Vous me direz, vu l’empressement du fondateur Louis à collaborer avec les nazis, ce ne serait pas très surprenant (link).

http://www.martinesonnet.fr/Site/publicites_files/shapeimage_2.jpgJe reviens brièvement sur les événements lamentables qu’a vécus l’entreprise Renault ces derniers mois. Les cadres accusés du pire ont été innocentés d’accusations infondées, mais propagées avec l’assentiment du PDG Carlos Ghosn. Le problème qui agite actuellement les syndicats est : que faire de ce Gohsn ?

Pour tout dire : rien. La CGT ne demande pas son départ, mais quémande un « changement de gouvernance ». Plus de « transparence », comme on dit quand on n’a rien à dire ou que l’on veut berner tout le monde par un écran de fumée. Ne parlons pas de la CFDT ou de FO. Seul SUD semble sur une ligne plus offensive.

L’entreprise Renault a institué un code de déontologie.

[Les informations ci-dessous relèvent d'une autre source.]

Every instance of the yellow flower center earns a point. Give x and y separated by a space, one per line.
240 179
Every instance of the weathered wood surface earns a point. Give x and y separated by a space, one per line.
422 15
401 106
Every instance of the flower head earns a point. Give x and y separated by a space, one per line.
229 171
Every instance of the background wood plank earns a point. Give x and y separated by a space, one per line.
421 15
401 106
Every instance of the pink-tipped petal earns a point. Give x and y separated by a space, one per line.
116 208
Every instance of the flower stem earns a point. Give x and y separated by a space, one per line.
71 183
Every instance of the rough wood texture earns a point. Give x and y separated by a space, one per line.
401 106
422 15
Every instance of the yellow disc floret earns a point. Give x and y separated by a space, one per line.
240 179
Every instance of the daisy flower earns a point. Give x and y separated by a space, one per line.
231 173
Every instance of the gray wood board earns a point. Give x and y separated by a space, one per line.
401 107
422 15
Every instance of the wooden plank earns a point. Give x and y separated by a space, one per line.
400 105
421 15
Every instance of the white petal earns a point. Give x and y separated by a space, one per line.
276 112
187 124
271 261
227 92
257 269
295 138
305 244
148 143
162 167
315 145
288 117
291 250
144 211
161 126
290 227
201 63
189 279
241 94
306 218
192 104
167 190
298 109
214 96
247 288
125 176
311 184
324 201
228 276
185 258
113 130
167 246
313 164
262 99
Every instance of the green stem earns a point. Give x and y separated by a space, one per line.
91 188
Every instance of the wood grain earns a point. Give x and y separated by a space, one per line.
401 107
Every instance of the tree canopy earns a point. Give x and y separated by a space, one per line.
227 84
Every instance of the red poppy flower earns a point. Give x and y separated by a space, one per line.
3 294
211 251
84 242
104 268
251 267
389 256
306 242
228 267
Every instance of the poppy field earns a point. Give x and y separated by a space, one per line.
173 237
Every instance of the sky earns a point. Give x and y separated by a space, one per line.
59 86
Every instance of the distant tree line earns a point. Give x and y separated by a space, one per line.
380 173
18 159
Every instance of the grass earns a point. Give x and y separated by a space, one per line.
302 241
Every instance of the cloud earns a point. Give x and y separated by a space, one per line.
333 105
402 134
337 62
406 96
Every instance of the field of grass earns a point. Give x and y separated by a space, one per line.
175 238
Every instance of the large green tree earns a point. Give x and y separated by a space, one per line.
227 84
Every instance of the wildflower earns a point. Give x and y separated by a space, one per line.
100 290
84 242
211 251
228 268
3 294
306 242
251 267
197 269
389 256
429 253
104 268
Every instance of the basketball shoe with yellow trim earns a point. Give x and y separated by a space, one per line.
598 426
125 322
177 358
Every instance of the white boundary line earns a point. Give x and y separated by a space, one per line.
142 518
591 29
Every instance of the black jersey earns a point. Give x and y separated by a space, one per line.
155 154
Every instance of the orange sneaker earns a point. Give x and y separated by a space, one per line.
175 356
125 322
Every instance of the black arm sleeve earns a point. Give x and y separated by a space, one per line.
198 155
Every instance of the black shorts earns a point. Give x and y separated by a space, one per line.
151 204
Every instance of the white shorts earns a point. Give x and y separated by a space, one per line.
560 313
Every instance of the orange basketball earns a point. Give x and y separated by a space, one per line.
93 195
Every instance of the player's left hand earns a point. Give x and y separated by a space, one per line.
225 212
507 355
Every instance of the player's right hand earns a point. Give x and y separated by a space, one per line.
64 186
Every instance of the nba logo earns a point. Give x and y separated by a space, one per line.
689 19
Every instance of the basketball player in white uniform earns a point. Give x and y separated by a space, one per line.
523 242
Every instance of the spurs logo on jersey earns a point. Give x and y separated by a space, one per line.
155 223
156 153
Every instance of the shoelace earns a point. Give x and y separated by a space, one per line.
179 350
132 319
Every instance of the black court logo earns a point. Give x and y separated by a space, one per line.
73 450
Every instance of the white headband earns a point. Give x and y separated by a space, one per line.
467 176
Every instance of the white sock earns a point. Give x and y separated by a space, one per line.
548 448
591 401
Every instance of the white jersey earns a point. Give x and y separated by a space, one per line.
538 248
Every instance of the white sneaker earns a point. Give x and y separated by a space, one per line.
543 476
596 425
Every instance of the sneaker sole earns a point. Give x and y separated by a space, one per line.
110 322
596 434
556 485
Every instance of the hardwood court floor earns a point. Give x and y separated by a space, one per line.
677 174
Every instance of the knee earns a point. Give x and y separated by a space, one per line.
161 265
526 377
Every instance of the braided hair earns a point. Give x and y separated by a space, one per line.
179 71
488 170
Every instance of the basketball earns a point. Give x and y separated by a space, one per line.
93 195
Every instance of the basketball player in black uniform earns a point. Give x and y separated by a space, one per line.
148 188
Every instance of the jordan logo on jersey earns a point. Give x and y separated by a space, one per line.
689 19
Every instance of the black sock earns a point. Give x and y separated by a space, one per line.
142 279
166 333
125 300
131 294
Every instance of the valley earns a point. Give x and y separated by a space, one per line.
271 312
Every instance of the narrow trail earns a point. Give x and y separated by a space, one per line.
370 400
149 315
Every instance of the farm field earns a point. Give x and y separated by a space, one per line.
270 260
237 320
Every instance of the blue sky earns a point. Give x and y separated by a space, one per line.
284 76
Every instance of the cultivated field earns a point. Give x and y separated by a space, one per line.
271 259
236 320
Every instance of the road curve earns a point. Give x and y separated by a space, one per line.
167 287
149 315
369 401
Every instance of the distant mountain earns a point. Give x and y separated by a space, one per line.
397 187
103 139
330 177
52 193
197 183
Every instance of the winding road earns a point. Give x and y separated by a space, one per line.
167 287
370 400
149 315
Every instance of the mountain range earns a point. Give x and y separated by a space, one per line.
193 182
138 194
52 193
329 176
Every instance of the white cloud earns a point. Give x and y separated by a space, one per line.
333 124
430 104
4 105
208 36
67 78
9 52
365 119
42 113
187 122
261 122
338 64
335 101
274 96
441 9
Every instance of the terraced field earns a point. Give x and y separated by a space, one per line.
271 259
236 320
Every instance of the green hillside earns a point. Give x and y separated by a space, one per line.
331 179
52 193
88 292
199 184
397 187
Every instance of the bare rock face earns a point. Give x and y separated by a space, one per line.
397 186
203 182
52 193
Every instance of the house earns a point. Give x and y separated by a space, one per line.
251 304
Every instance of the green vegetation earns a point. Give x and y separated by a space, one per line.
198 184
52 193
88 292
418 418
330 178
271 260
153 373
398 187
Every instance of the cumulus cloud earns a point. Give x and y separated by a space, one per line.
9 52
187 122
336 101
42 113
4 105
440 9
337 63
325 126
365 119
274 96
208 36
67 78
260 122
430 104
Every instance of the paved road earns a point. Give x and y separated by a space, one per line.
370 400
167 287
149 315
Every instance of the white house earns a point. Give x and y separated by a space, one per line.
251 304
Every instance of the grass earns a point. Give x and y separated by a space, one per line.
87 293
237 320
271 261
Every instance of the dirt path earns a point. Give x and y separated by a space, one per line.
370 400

Ce code autorise la délation. Plus exactement, en langage “ gouvernance ”, un droit d’alerte éthique, sous couvert d’anonymat. On a même rencontré des corbacs moraux.

Les trois cadres, qui ont vécu une forme d’enfer, sont aujourd’hui blanchis. Mais il serait contre-productif d’oublier avec quelle brutalité ils furent accusés, salis par Carlos Ghosn. Celui-ci a essayé de se dédouaner en invoquant une erreur collective de la direction. On l’a vu au journal télévisé de TF1, non pas s’excuser personnellement, mais parler de malentendu, d’une affaire regrettable où tout est bien qui finit bien.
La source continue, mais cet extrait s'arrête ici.